Women in corporate Leadership

September 21, 2018
Clearing higher bars for

Women executives provide tips and advice for aspiring professionals.


Women hold 52 percent of all professional-level jobs, yet there are proportionately far fewer women in C-Suite positions (CEOs, CFOs and COOs, etc.). The reasons for this difference are often fiercely – and passionately – debated. Does this scenario stem from the remnants of the United States’ past, when women were once denied even the right to vote and faced other gender-based hurdles? Are male leaders short-changing women at this time? Do some women lack access to top-tier networks, which have historically been male dominated?

Nonpareil female executives interviewed by New Jersey Business magazine sometimes have deeply held – and rather personal – beliefs regarding why there is a lack of women in the C-Suite, and why there are not as many women serving on corporate boards, when compared to men.

The answer is not definitive.

At one end of the spectrum, one interviewee firmly states, “I have been in business for over 30 years, and I actually have not felt a sense of discrimination for women in the United States.” Yet, another interviewee opines, “My biggest challenge was that I was viewed differently, because I was a woman. And there were very few women who were principles or partners, at that time.”

Change is in the Air

Providing one bird’s-eye view is Caren S. Franzini, president of Franzini Consulting, LLC, a firm which provides strategic assistance with real estate development projects; identifies local, state and federal incentives to fill funding gaps; and assists economic development organizations with their development and review of programs and projects. Franzini prominently served as the CEO of the New Jersey Economic Development Authority (NJEDA), from January 1994 until October 2012.

Regarding why there are few women on corporate boards, for example, she says, “I wonder that sometimes myself. I think one of the main reasons is timing. Now is the time for there to be more women on boards. When I started in business school in 1982, there were very few women in business school. And if you even go back another 10 years before that – in the early 1970s – there were very, very few women in business, in legal professions and in finance, which are a lot of the qualifications you need to be on a corporate board. In my generation of women, who are women now in their mid- to late-50s and early 60s, we are some of the first women in business, finance and legal, and now have the experience.”

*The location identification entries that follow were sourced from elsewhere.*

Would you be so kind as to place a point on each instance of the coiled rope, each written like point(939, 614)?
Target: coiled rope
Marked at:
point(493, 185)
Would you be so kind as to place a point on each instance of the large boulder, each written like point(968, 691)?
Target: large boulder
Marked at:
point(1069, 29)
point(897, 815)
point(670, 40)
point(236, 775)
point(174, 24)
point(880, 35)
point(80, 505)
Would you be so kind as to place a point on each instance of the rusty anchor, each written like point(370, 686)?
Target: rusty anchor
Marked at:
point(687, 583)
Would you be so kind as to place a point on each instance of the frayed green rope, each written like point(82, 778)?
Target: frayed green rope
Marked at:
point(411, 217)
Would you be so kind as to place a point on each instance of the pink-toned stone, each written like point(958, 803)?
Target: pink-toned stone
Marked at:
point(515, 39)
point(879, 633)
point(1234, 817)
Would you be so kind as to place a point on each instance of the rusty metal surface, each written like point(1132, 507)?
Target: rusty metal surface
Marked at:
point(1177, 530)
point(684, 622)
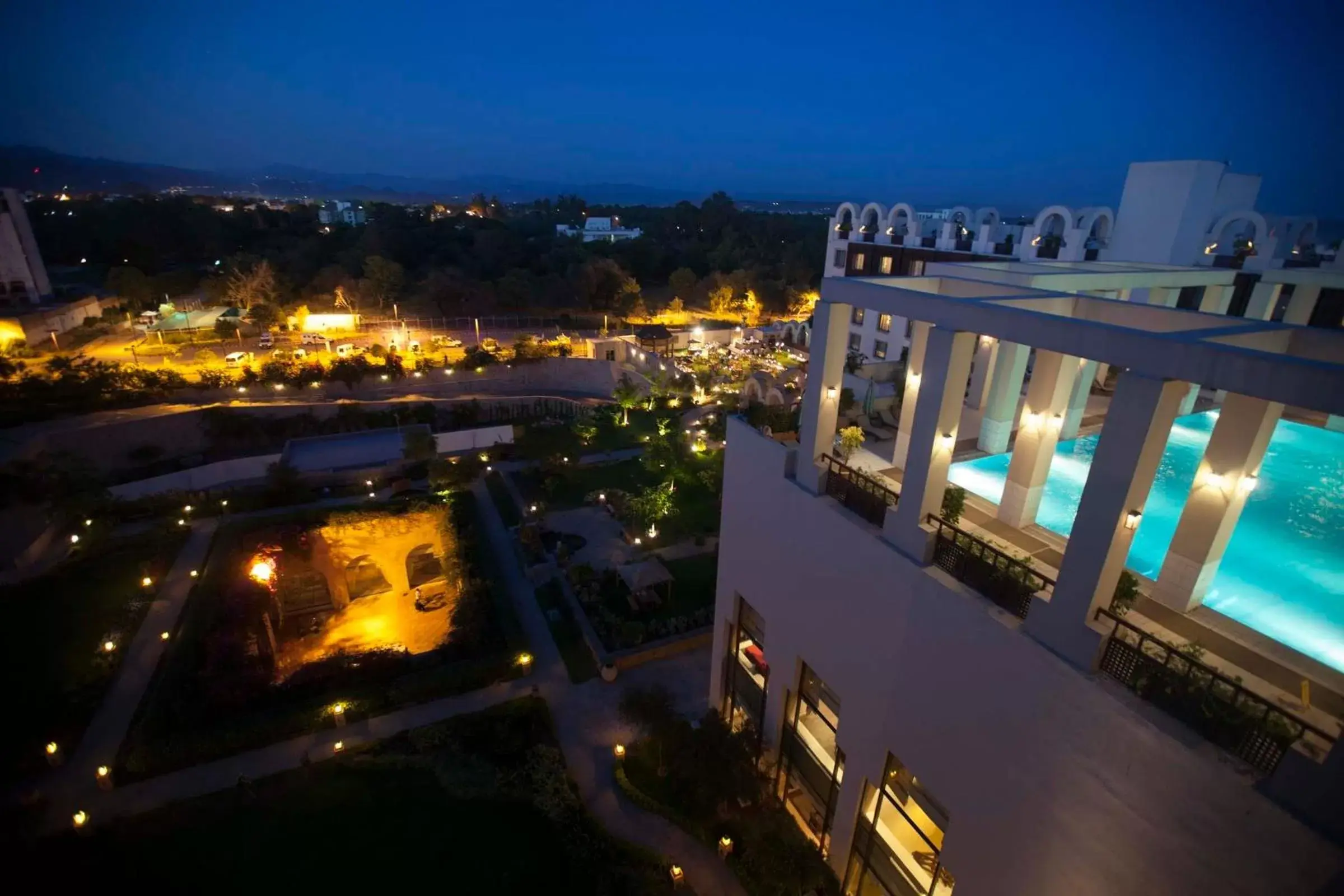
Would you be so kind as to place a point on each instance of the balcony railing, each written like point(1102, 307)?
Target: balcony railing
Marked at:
point(1210, 702)
point(858, 491)
point(1005, 580)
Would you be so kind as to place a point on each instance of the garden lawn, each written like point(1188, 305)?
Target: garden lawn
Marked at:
point(566, 633)
point(207, 702)
point(54, 671)
point(478, 804)
point(502, 499)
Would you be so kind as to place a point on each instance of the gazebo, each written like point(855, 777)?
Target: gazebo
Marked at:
point(655, 338)
point(644, 580)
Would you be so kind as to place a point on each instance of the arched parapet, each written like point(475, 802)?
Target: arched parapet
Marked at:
point(902, 221)
point(1097, 223)
point(872, 218)
point(846, 217)
point(1225, 233)
point(1054, 221)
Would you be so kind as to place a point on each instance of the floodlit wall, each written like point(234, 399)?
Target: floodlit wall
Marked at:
point(1054, 782)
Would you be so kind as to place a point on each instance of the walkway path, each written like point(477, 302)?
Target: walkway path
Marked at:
point(588, 726)
point(102, 738)
point(588, 723)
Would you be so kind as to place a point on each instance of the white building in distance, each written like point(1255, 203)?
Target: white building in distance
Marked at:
point(24, 277)
point(600, 228)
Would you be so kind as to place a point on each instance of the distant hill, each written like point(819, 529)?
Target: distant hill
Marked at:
point(48, 171)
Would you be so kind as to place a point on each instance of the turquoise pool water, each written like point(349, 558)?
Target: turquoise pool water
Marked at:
point(1284, 570)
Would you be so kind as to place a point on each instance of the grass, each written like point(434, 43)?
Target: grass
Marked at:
point(54, 672)
point(478, 804)
point(209, 700)
point(502, 499)
point(566, 633)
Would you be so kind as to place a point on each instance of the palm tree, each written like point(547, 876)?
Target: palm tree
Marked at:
point(626, 394)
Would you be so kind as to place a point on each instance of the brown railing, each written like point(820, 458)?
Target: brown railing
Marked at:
point(1210, 702)
point(1000, 577)
point(858, 491)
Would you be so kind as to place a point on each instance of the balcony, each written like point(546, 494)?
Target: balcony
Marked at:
point(858, 491)
point(1009, 582)
point(1214, 704)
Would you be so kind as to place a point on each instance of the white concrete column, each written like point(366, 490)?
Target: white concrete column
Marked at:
point(1262, 301)
point(987, 349)
point(825, 379)
point(1128, 454)
point(1301, 304)
point(932, 441)
point(1222, 484)
point(1079, 399)
point(1005, 393)
point(914, 374)
point(1047, 399)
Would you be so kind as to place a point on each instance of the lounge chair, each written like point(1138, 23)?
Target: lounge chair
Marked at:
point(875, 432)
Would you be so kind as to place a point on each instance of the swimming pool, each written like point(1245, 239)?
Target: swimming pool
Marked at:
point(1284, 568)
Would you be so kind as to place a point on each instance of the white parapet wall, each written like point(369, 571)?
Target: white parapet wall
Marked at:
point(250, 469)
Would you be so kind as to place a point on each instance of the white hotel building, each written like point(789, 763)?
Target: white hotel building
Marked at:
point(956, 707)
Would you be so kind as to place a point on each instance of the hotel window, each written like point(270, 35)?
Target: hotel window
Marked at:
point(898, 840)
point(746, 672)
point(811, 763)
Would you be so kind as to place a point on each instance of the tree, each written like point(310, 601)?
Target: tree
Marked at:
point(253, 285)
point(226, 327)
point(851, 438)
point(628, 395)
point(264, 315)
point(683, 282)
point(384, 280)
point(650, 710)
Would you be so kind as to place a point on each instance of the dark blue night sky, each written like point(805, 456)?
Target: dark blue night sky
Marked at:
point(1007, 102)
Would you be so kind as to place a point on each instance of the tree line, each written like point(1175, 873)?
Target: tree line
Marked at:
point(482, 258)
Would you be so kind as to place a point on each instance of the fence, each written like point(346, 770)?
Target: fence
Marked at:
point(1009, 582)
point(1210, 702)
point(858, 491)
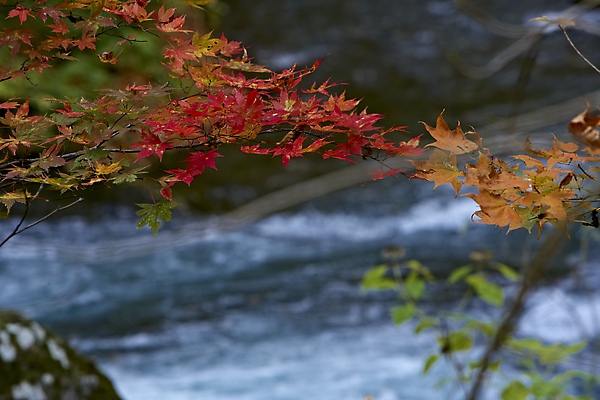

Franzini adds, “You almost need 30 years of experience to be on a board. Because on a board, you want to have the business acumen, the business experience, to really be able to give advice and to have lived through running a company, or being in the C-Suite of a business. So, now we finally see a lot more women in the C-Suite than we did even 10 years ago. I think we are now catching up, and I am hearing even from men who approach me say, ‘Do you know women who can be on our board? I really need someone who is a CPA, who has 25 years of experience and who has these qualifications.’”

Franzini says, “My hope is now that we have more women in senior positions in companies, we will start to see more women on boards. And once you have one woman who has her network of women, she will tend to recommend other strong women to join her on the board.”

At a Personal Level

With more than 25 years of banking experience, Brenda Ross-Dulan is an executive vice president and Southern New Jersey region president for Wells Fargo, overseeing 150 community banking stores and $12 billion in deposits.

Speaking about the corporate world and advice for navigating it, she says, “For me, being a woman, and also being an African-American woman, I certainly sometimes feel the burden when I walk into the room, that somehow, in someone’s mind, there is a question about: ‘Does she belong here?’ The reinforcement of whether or not I belong there; I have got to get grounded in that, because when I walk in the room, sometimes others are asking the same thing.

“One of the things that I learned early on – and I would also say I learned later in my career – was the tremendous pressure that you can put on yourself, to feel that everything you do actually has some impact on women in general, and African-Americans, in general.

“You really do have to get to a point that when you walk in the room, you walk in the room as Brenda. I have to be responsible for the excellence that Brenda brings to the table, and recognize that I can’t carry the burden that I can’t make any mistakes. Not making mistakes, and revealing that you do make mistakes, then limits your own growth, and your ability to share with your team the power of making a mistake and improving upon it.”

Michele N. Siekerka, Esq. is the eleventh president of the New Jersey Business & Industry Association, having previously served as Deputy Commissioner at the New Jersey Department of Environmental Protection. Recalling her own career, in a somewhat similar vein, she says it was important, “to not be intimidated, and to trust in my abilities.”

She explains, “When I was a young lawyer, I would walk in on a motion Friday, and there were all the men in the dark suits, and there was me. I had to take a breath and trust that my abilities afforded me to be there, so I couldn’t be intimidated by the surroundings. I think that convincing myself that it was okay to be proactive, and to ask for opportunities [was important]. That is not an easy thing to do. But, again, when you trust in your own abilities and you build your confidence, that allows you to be very comfortable in being proactive about asking for opportunities.”

Candace L. Straight, an independent director of corporations and film producer, recalls a time in her career when she was not immediately promoted, but her company realized its error, and soon did promote her.

She says, “You do have to speak up for yourself, but [also] understand the politics of it. And if I had talked to [that] boss about not getting that promotion, and he had told me, ‘Candy, this is just the way we do things …, ’ I probably should have left. But, when I talked to him, he instead said, ‘Candy, we probably made a mistake.’ So, there are times when you have to pack up your bags and leave, and other times when you have to promote yourself and tell them that you have thought: ‘I love being here, but I think I was the best qualified.’”

Erin M. Hamrick, founding partner, Sterling James, LLC, has 18 years of experience as an executive search consultant. Prior to co-founding Sterling James in 2014, she served as a partner with the insurance practices of both Heidrick & Struggles and Spencer Stuart. During this time, she also took a year sabbatical to work for the US Department of Defense, supporting reconstruction efforts in Iraq.